Rep. Vicky Hartzler: Pass USMCA to boost American automakers
The United States-Mexico-Canada Agreement is a great win for hardworking Americans and will play a critical role in the revitalization of our automobile industry. The agreement modernizes the existing continental relationship among our most important trading partners, allowing American businesses to better compete in the modern global economy.
Provisions in the agreement jump-start new investments in the auto industry, create new well-paying jobs here at home, and protect hardworking Americans from being undercut by cheap labor abroad.
My home state of Missouri houses one of Ford's assembly plants, building the company’s most profitable model, the F-150 line. Many of our communities depend on a robust auto industry, and the passage of the USMCA will help create just that.
According to the U.S. Trade Representative’s office, the implementation of the USMCA will spur new, massive investments in the auto manufacturing sector worth approximately $34 billion over the next five years.
New investments worth nearly $23 million will go into U.S. auto part purchases and promoting automotive research and development so that America remains a competitive player in the global automotive industry. More investment will also be directed towards the research and creation of cleaner, energy-saving automobiles and new automotive technologies. The new provisions will also spur more investment into the production of primary goods flowing into the auto industry, encouraging bigger purchases of U.S.-made steel and aluminum.
These investments alone will create 76,000 new well-paying jobs right here in America, targeting communities like the auto industries housed in Missouri.
Under the “Rules of Origin” provision, the USMCA will require that 75% of all automobile and light truck components that take advantage of the tariff-free provisions must be produced in North America. This provision already represents a drastic improvement from the current North American Free Trade Agreement, which only requires less than two-third of the components be made in North America.
As a safeguard to protect American workers from cheaper labor costs in Mexico, the agreement also requires that up to 45% of all automobile and light truck components be made by workers earning a base wage of at least $16 per hour. Missouri’s median hourly wage for auto manufacturers is already above $16, meaning that the implementation of the USMCA will put Missouri in a great position to continue supplying the world with dependable auto parts.
The agreement also includes provisions to modernize and streamline the certification mechanisms to ensure compliance. These new provisions will drastically reduce the bureaucratic red tape on American automakers in comparison to the existing provisions under NAFTA.

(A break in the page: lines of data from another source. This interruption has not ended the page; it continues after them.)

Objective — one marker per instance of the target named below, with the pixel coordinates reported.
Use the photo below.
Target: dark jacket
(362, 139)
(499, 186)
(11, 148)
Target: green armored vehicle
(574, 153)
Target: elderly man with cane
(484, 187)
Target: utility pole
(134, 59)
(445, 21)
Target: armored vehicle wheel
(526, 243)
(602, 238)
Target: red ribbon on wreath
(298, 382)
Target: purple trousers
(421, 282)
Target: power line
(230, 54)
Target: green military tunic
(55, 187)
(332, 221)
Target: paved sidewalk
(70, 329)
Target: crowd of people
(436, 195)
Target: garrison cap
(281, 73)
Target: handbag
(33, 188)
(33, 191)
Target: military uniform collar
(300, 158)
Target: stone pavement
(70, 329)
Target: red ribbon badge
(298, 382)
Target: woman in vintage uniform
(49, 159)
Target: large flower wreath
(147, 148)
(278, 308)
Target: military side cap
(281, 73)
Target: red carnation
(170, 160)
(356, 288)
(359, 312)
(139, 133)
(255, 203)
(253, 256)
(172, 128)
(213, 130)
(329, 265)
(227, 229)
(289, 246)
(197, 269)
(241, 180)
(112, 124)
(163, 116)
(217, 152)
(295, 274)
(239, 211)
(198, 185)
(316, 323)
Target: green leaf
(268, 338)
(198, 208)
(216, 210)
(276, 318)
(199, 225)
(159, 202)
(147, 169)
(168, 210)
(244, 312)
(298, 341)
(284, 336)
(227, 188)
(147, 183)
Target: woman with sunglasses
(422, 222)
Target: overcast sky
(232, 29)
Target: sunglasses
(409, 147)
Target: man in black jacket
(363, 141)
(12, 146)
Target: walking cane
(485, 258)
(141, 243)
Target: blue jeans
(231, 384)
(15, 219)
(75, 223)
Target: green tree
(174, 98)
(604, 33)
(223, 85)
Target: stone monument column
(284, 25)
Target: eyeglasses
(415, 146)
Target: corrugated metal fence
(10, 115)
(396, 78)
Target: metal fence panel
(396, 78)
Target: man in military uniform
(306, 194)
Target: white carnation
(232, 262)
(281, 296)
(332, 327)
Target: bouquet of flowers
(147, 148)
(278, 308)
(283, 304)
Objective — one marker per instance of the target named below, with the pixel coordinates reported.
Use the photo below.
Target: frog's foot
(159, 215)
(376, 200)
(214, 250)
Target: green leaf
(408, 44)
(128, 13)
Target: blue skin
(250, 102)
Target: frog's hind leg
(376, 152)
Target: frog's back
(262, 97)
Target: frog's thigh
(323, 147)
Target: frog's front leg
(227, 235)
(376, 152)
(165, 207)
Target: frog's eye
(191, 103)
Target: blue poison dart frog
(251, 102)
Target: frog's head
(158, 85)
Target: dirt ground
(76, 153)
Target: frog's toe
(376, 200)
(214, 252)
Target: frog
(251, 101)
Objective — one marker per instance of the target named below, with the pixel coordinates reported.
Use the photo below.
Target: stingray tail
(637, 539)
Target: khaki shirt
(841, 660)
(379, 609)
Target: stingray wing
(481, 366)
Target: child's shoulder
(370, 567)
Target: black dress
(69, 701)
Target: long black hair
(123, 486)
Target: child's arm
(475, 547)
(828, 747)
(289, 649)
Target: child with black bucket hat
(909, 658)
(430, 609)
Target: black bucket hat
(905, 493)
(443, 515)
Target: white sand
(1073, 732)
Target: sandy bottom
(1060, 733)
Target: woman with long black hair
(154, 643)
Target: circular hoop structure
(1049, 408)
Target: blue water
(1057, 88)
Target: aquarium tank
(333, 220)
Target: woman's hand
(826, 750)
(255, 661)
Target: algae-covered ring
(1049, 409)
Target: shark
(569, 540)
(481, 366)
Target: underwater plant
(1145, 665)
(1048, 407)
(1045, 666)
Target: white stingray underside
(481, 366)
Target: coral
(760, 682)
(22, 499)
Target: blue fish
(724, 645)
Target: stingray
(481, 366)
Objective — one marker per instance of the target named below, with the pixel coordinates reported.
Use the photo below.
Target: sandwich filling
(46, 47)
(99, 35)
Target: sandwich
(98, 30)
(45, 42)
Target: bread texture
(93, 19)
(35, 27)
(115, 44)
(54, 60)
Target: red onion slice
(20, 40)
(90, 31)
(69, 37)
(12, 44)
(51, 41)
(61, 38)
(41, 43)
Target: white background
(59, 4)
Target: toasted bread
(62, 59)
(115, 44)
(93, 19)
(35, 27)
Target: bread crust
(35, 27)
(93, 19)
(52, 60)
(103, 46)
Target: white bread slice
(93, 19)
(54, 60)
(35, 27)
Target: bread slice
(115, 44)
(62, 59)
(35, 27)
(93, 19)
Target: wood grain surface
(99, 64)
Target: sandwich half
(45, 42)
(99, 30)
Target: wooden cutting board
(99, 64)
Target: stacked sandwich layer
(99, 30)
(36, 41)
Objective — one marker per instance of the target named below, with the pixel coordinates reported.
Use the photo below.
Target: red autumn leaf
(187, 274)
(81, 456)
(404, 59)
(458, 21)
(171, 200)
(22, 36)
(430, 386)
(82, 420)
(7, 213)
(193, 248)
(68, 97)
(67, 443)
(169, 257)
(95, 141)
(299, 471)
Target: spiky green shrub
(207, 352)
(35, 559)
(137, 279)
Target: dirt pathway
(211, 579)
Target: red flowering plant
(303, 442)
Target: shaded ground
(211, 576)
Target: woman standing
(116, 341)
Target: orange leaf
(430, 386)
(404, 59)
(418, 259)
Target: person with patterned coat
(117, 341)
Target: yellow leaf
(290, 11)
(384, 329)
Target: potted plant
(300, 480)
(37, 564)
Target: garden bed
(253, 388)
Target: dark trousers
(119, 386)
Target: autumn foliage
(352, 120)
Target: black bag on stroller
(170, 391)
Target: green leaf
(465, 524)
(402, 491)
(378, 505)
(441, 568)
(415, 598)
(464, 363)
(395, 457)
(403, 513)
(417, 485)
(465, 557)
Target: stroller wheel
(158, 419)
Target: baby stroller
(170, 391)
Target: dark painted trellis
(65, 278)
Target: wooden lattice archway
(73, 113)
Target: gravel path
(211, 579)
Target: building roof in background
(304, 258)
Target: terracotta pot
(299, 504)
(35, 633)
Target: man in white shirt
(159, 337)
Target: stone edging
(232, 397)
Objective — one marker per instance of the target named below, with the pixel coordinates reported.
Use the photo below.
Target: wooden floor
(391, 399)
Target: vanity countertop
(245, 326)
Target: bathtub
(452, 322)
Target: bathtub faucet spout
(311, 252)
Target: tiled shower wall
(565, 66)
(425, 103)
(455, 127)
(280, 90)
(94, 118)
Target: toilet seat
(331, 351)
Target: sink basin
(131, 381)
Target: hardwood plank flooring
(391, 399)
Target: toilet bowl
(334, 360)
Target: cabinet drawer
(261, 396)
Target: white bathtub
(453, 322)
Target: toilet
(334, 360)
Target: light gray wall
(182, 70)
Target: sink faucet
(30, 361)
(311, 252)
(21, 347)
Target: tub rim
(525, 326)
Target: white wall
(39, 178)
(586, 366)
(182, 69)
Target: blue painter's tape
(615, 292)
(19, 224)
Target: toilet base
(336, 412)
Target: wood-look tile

It has become clear over the last decade that NAFTA’s rules over automobile manufacturing were outdated and were hurting the American auto industry. Under the new USMCA, we are creating a freer, fairer, global economic environment for American-made automobiles to thrive. The USMCA is the right deal for Missouri and the right deal for America. I hope Congressional Democrats will join with my Republican colleagues to pass this agreement.